VBI Fellows Program welcomes Daniel Capelluto, Carla Finkelstein, Silke Hauf, Daniela Cimini (clockwise from left).

This program represents an important step in creating a synergistic relationship between the College of Science wet lab scientists and VBI’s established computational resources. The Fellows program extends the institute’s founding mission of applying powerful computational and modeling approaches to solve fundamental problems in the biological and biomedical sciences using team science as a powerful methodology.

According to Brenda Winkel, Head of Biological Sciences, “Our department is very enthusiastic about the Fellows program, which will add an important new dimension to our already-strong ties with the VBI.  We look forward to locating four of our top research groups at the institute.  All four of these groups already combine bench science with bioinformatics and computational biology and so are ideally matched with the institute’s goals to build new partnerships in the area of systems biology.”

While the Fellows will remain attached to their home department of biological sciences, they will be physically immersed in the institute’s team-based infrastructure supporting large-scale biological and biomedical research, all with the ultimate aim of improving human health and habitat. This inaugural year is a pilot project, which will hopefully continue as the benefits of such community integration begin to provide their rewards.

The newly-appointed VBI Fellows are:

Daniel Capelluto – Associate Professor Capelluto studies signaling transduction systems involved in membrane trafficking and cell signaling. He is currently attempting to understand how platelet aggregation is regulated, which is a key challenge in blood circulation and coagulation. He uses a variety of techniques to achieve this, including high field nuclear magnetic resonance spectroscopy, circular dichroism, computer modeling, liposome-binding assays, fluorescence spectroscopy and surface plasmon resonance spectroscopy.

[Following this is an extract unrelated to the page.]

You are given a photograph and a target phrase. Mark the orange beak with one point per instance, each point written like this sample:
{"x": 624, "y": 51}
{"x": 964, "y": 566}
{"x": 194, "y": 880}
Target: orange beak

Daniela Cimini – Aneuploidy, a chromosomal defect linked to retardation and other genetic syndromes like Down’s, is at the heart of Associate Professor Cimini’s research. Aneuploidy has also been implicated in cancer development and progression. Cimini uses a combination of microscopy, live-cell imaging, and protein inhibition to uncover the mechanisms of this genetic deviation. With this information, new treatments and therapies can be developed.

Carla Finkielstein –Award-winning associate professor Finkielstein focuses her research on elucidating the molecular basis that link disruption of circadian rhythms (i.e., by shift work) to cell division. Finkielstein’s research impact many areas of science spanning from basic to clinical applications. For example, the emerging field of chronotherapy, in which treatments for cancer and other diseases are administered at times of the day most likely to yield the greatest efficacy, will rely on deciphering the regulatory systems to which all circadian components connect, and most importantly, will depend on an understanding of the links between the circadian and cell cycle mechanisms. Today, the administration of cancer therapy based on circadian timing has shown encouraging results, but it still lacks a strong mechanistic foundation. Thus, Finkielstein’s research will provide novel mechanistic foundations for applying chronobiology to the treatment of breast cancer and will offer new targets for drug development and treatment.

Silke Hauf – Assistant Professor Hauf’s work focuses on understanding the dynamics and precision of mitotic control by molecular networks. She uses fission yeast as a model system, and specific areas of research focus for her have been sister chromatid cohesion, the mitotic checkpoint, and the role of Aurora kinase in cell division.

Dr. Dennis Dean, Director of Life Sciences at VBI, states that "This new initiative is part of an evolving effort to develop an integrated and lively life science community.  The VBI faculty and staff are delighted to welcome our new colleagues and we are excited about getting started.  All of the Institutes at Virginia Tech are designed to rapidly take advantage of emerging opportunities and VBI is committed to providing a resource for advancing research efforts campus-wide."

Capelluto, Cimini, and Finkielstein will be moved into the institute by early December, and Hauf will begin her Fellowship in January. 

About VBI

Established in 2000, Virginia Bioinformatics Institute is one of seven acclaimed research institutes designed to support Virginia Tech’s research mission. Our emphasis on informatics of complex interacting systems scales from the microbiome to the entire globe, helping to solve challenges posed to human health, security, and sustainability. Headquartered on the Blacksburg, Virginia campus, the institute occupies 154,600 square feet in research facilities, including state-of-the-art core laboratory and high performance computing facilities, as well as research offices in the Virginia Tech Research Center in Arlington, Virginia.